Nigel Bruce‘s Watson was, as before, no fit companion (one might think) for the intellectually brilliant Holmes, but a likable buffoon of a man nonetheless. Rathbone was again excellent. His timing and phrasing seemed to echo the Holmes of Conan Doyle’s pages, while cutting a figure reminiscent of the original Sidney Paget illustrations. Rathbone was never again to achieve this peak of performance, later a certain tiredness with the character made him exaggerate Holmes’ idiosyncrasies to the detriment of his portrayal. Also, sadly, it was the last time Rathbone was to play the detective in period. He was never again to stride through the fog in his inverness cape and deerstalker hat. But, in regards to the quantity of films, Rathbone’s career as the world’s greatest detective had hardly begun.

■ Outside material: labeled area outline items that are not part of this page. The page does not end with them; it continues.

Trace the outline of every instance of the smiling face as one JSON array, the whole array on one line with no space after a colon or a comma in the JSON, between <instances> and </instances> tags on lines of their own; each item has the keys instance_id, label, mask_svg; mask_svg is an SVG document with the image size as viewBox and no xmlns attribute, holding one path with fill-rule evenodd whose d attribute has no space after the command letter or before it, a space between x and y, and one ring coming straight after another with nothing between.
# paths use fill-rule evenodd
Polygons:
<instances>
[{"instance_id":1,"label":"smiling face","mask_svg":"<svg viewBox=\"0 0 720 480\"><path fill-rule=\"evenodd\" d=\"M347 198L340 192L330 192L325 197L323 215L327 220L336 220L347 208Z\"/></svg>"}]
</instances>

The quality of the two 20th Century Fox films was such that under ordinary circumstances a franchise would be a foregone conclusion but, by the end of 1939, the Second World War had broken out and foreign agents and spies were much more typical and topical than the antiquated criminal activities of Moriarty and his ilk. 20th Century Fox saw the Holmes series as too dubious a commercial proposition to continue on the same level of high-budget production and too difficult to relegate to their B-grade film series, so Fox dropped Sherlock Holmes. In 1942 Universal Pictures acquired the screen rights from the Conan Doyle estate and immediately put Rathbone and Bruce under contract for a dozen Holmes films, thus one studio was continuing a franchise originated by another using the same lead actors, but that’s another story for another time. Right now I’ll ask you to please join me again next week when I have the opportunity to tickle your fear-fancier with another feather from that cinematic ugly duckling known as Horrorwoodland for…Horror News! Toodles!
Growing up, the Rathbone films were the earliest HOLMES stories I ever saw. But now, collecting DVDs, a whole new world has been opening up to me. In the last year, I not only saw the 1916 William Gillette film adaptation of his own play, but also the greatly-expanded 1922 remake of it with John Barrymore.
But I’ve also seen the 1932 Clive Brook film “SHERLOCK HOLMES”, which, it turns out, is a direct SEQUEL to the story in the stage play. And, whatta ya know? It suddenly became obvious to me that, if anything, the 1939 “ADVENTURES…” film is actually a REMAKE of that!
It opens with Moriarty in the dock for previous crimes, but then sent to prison, after he threatens to murder the 3 people responsible for putting him there. Soon he breaks jail, murders the judge, and then hatches a scheme to frame Holmes for murdering the Scotland Yard inspector he was a rival of. Once Holmes has been arrested, he invites a whole gang of foreign criminals to run riot looting London, some of them “Chicago gangland” style– as a DIVERSION for the REAL crime, robbing The Bank Of England.
So many have said, over and over, that the ’39 film bears almost no resemblence to the 1899 stage play, and they’re right. But from what I’ve described here, it should be obvious what it DOES resemble.
At least one reviewer compared the style of the ’32 film to a “Bulldog Drummond” film, and I agree- right down to the annoying subplot of the hero putting off retirement and marriage to solve “one more” big case. Irene Adler and Violet Hunter I could see, but Alice from the play and the ’32 film… NO WAY!